The lunatics were once in charge of the asylum. The first six directors of the National Gallery were all artists: before art history became an academic discipline, artists were the leading authorities on art.
Founded more as a teaching resource than a visitor attraction, until the mid-1940s the gallery was reserved for artists two days a week, when other visitors had to pay for entry. This stopped them getting in the way of artists copying from the masters, an essential part of an art education in the days before cheap colour reproduction.
There’s something of the altarpiece in this image of an artist’s progenitors flanking a touchstone for his art
It’s rare to see artists copying in the galleries now that they are so jam-packed with tourists. As long ago as 1980, David Hockney wrote to the then director Michael Levey asking permission to copy a Van Gogh in the basement, as to be ‘stood in the N.G. every morning would be hard for me – people would natter to me’. Copying, he argued, was ‘a marvellous way to learn, it was good enough for Degas, Van Gogh and almost everybody else before 1920’.

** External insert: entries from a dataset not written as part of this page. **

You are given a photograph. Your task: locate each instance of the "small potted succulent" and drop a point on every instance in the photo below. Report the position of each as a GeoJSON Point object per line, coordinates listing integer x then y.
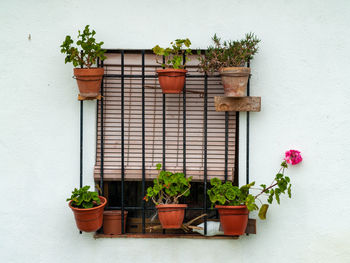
{"type": "Point", "coordinates": [234, 203]}
{"type": "Point", "coordinates": [165, 193]}
{"type": "Point", "coordinates": [172, 77]}
{"type": "Point", "coordinates": [87, 207]}
{"type": "Point", "coordinates": [83, 56]}
{"type": "Point", "coordinates": [229, 59]}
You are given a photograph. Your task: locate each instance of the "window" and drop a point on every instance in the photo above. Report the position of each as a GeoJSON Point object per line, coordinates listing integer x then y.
{"type": "Point", "coordinates": [181, 131]}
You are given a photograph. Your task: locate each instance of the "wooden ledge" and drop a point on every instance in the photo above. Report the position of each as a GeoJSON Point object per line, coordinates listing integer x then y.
{"type": "Point", "coordinates": [190, 236]}
{"type": "Point", "coordinates": [238, 103]}
{"type": "Point", "coordinates": [98, 97]}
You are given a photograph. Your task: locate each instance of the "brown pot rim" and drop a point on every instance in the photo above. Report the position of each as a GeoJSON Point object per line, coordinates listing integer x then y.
{"type": "Point", "coordinates": [172, 206]}
{"type": "Point", "coordinates": [231, 206]}
{"type": "Point", "coordinates": [172, 70]}
{"type": "Point", "coordinates": [104, 202]}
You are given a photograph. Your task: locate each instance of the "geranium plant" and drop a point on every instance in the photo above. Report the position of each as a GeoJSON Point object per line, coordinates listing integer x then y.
{"type": "Point", "coordinates": [168, 187]}
{"type": "Point", "coordinates": [228, 53]}
{"type": "Point", "coordinates": [227, 194]}
{"type": "Point", "coordinates": [174, 54]}
{"type": "Point", "coordinates": [83, 198]}
{"type": "Point", "coordinates": [87, 50]}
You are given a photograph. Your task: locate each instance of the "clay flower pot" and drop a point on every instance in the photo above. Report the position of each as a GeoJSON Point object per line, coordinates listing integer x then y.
{"type": "Point", "coordinates": [89, 219]}
{"type": "Point", "coordinates": [233, 219]}
{"type": "Point", "coordinates": [112, 222]}
{"type": "Point", "coordinates": [171, 215]}
{"type": "Point", "coordinates": [172, 80]}
{"type": "Point", "coordinates": [89, 80]}
{"type": "Point", "coordinates": [235, 80]}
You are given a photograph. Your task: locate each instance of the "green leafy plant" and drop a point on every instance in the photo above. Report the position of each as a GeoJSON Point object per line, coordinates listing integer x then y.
{"type": "Point", "coordinates": [168, 187]}
{"type": "Point", "coordinates": [228, 53]}
{"type": "Point", "coordinates": [227, 194]}
{"type": "Point", "coordinates": [87, 51]}
{"type": "Point", "coordinates": [174, 54]}
{"type": "Point", "coordinates": [82, 198]}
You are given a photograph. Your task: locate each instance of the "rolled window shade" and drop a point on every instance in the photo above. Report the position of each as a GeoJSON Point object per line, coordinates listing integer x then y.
{"type": "Point", "coordinates": [154, 124]}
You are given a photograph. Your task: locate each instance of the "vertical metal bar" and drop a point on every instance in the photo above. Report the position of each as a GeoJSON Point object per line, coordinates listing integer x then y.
{"type": "Point", "coordinates": [226, 142]}
{"type": "Point", "coordinates": [122, 139]}
{"type": "Point", "coordinates": [102, 139]}
{"type": "Point", "coordinates": [247, 146]}
{"type": "Point", "coordinates": [205, 148]}
{"type": "Point", "coordinates": [164, 124]}
{"type": "Point", "coordinates": [236, 174]}
{"type": "Point", "coordinates": [184, 121]}
{"type": "Point", "coordinates": [81, 135]}
{"type": "Point", "coordinates": [143, 143]}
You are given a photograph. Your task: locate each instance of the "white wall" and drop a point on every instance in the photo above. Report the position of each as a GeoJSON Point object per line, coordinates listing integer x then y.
{"type": "Point", "coordinates": [301, 72]}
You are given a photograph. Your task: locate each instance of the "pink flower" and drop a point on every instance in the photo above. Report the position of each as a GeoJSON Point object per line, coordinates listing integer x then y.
{"type": "Point", "coordinates": [293, 157]}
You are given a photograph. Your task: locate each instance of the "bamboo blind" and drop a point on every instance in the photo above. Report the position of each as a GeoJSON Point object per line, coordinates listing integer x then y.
{"type": "Point", "coordinates": [154, 124]}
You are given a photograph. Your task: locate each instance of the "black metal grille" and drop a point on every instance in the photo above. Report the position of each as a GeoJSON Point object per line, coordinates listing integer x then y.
{"type": "Point", "coordinates": [143, 77]}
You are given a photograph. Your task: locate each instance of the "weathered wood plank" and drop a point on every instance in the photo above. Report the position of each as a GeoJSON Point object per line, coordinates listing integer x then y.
{"type": "Point", "coordinates": [237, 104]}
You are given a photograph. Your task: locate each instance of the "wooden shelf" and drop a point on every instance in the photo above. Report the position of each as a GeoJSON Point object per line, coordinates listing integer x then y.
{"type": "Point", "coordinates": [98, 97]}
{"type": "Point", "coordinates": [190, 236]}
{"type": "Point", "coordinates": [251, 229]}
{"type": "Point", "coordinates": [237, 103]}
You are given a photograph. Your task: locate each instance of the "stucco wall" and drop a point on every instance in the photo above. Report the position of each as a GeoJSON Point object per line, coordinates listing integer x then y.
{"type": "Point", "coordinates": [301, 72]}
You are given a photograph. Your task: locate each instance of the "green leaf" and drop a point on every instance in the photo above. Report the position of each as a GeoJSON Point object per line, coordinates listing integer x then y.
{"type": "Point", "coordinates": [263, 211]}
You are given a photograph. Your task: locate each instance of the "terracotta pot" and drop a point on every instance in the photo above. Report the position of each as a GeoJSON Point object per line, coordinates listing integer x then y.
{"type": "Point", "coordinates": [112, 222]}
{"type": "Point", "coordinates": [235, 81]}
{"type": "Point", "coordinates": [172, 215]}
{"type": "Point", "coordinates": [89, 80]}
{"type": "Point", "coordinates": [89, 219]}
{"type": "Point", "coordinates": [233, 219]}
{"type": "Point", "coordinates": [172, 80]}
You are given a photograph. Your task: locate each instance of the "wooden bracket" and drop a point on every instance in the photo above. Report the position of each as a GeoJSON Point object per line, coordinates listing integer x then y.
{"type": "Point", "coordinates": [98, 97]}
{"type": "Point", "coordinates": [238, 103]}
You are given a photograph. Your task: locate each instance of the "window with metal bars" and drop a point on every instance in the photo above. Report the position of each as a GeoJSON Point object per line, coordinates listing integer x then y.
{"type": "Point", "coordinates": [138, 126]}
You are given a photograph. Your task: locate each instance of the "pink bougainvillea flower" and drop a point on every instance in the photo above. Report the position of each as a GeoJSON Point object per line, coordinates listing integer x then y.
{"type": "Point", "coordinates": [293, 157]}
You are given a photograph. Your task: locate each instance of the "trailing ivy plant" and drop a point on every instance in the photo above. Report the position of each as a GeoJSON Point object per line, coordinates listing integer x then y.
{"type": "Point", "coordinates": [174, 54]}
{"type": "Point", "coordinates": [228, 53]}
{"type": "Point", "coordinates": [82, 198]}
{"type": "Point", "coordinates": [168, 187]}
{"type": "Point", "coordinates": [227, 194]}
{"type": "Point", "coordinates": [87, 50]}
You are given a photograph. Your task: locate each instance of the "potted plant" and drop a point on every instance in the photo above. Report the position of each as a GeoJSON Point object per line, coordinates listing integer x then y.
{"type": "Point", "coordinates": [87, 207]}
{"type": "Point", "coordinates": [234, 203]}
{"type": "Point", "coordinates": [172, 77]}
{"type": "Point", "coordinates": [85, 55]}
{"type": "Point", "coordinates": [229, 59]}
{"type": "Point", "coordinates": [112, 222]}
{"type": "Point", "coordinates": [167, 189]}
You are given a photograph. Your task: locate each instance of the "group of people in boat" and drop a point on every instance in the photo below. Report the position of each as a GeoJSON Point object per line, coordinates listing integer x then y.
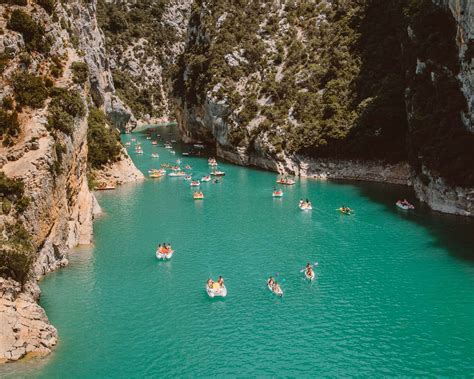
{"type": "Point", "coordinates": [219, 284]}
{"type": "Point", "coordinates": [305, 203]}
{"type": "Point", "coordinates": [164, 248]}
{"type": "Point", "coordinates": [273, 284]}
{"type": "Point", "coordinates": [309, 270]}
{"type": "Point", "coordinates": [405, 203]}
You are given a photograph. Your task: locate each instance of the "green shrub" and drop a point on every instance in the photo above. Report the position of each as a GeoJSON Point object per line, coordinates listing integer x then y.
{"type": "Point", "coordinates": [32, 32]}
{"type": "Point", "coordinates": [48, 5]}
{"type": "Point", "coordinates": [9, 125]}
{"type": "Point", "coordinates": [103, 142]}
{"type": "Point", "coordinates": [80, 72]}
{"type": "Point", "coordinates": [30, 89]}
{"type": "Point", "coordinates": [66, 105]}
{"type": "Point", "coordinates": [7, 103]}
{"type": "Point", "coordinates": [16, 252]}
{"type": "Point", "coordinates": [4, 60]}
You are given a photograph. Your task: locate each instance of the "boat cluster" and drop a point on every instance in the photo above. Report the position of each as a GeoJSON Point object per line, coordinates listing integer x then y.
{"type": "Point", "coordinates": [405, 205]}
{"type": "Point", "coordinates": [164, 251]}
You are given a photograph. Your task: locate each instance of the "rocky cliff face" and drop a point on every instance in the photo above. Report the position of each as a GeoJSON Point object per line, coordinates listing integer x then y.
{"type": "Point", "coordinates": [143, 40]}
{"type": "Point", "coordinates": [51, 163]}
{"type": "Point", "coordinates": [296, 87]}
{"type": "Point", "coordinates": [463, 13]}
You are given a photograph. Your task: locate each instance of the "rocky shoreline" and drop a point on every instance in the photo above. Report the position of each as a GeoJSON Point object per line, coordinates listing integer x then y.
{"type": "Point", "coordinates": [434, 191]}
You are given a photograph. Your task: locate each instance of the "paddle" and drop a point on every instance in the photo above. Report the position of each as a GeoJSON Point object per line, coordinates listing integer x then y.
{"type": "Point", "coordinates": [314, 264]}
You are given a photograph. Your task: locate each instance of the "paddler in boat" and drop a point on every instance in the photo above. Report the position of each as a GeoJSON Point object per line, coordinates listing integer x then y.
{"type": "Point", "coordinates": [276, 287]}
{"type": "Point", "coordinates": [220, 281]}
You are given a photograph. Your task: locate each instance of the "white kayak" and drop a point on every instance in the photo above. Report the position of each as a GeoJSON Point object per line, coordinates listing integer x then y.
{"type": "Point", "coordinates": [405, 207]}
{"type": "Point", "coordinates": [278, 293]}
{"type": "Point", "coordinates": [164, 256]}
{"type": "Point", "coordinates": [220, 292]}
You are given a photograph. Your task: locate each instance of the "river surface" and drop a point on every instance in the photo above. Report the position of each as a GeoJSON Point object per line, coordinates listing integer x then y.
{"type": "Point", "coordinates": [394, 294]}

The request was part of a correspondence about his 1981 Artist’s Eye exhibition, the fifth in a series designed to take the institution back to its roots by inviting living artists to hang a selection of their own works alongside favourite paintings from the collection. Hockney’s selection was decided in advance. Four years earlier he had painted a portrait of his friend Henry Geldzahler, curator of contemporary art at the Met, studying reproductions of four of the artist’s favourite National Gallery paintings taped to a screen in his studio. Titled ‘Looking at Pictures on a Screen’ (1977), the work testified to Hockney’s belief in the power of great painting of all periods to continue to ‘give off a lot of its magic’ even in reproduction.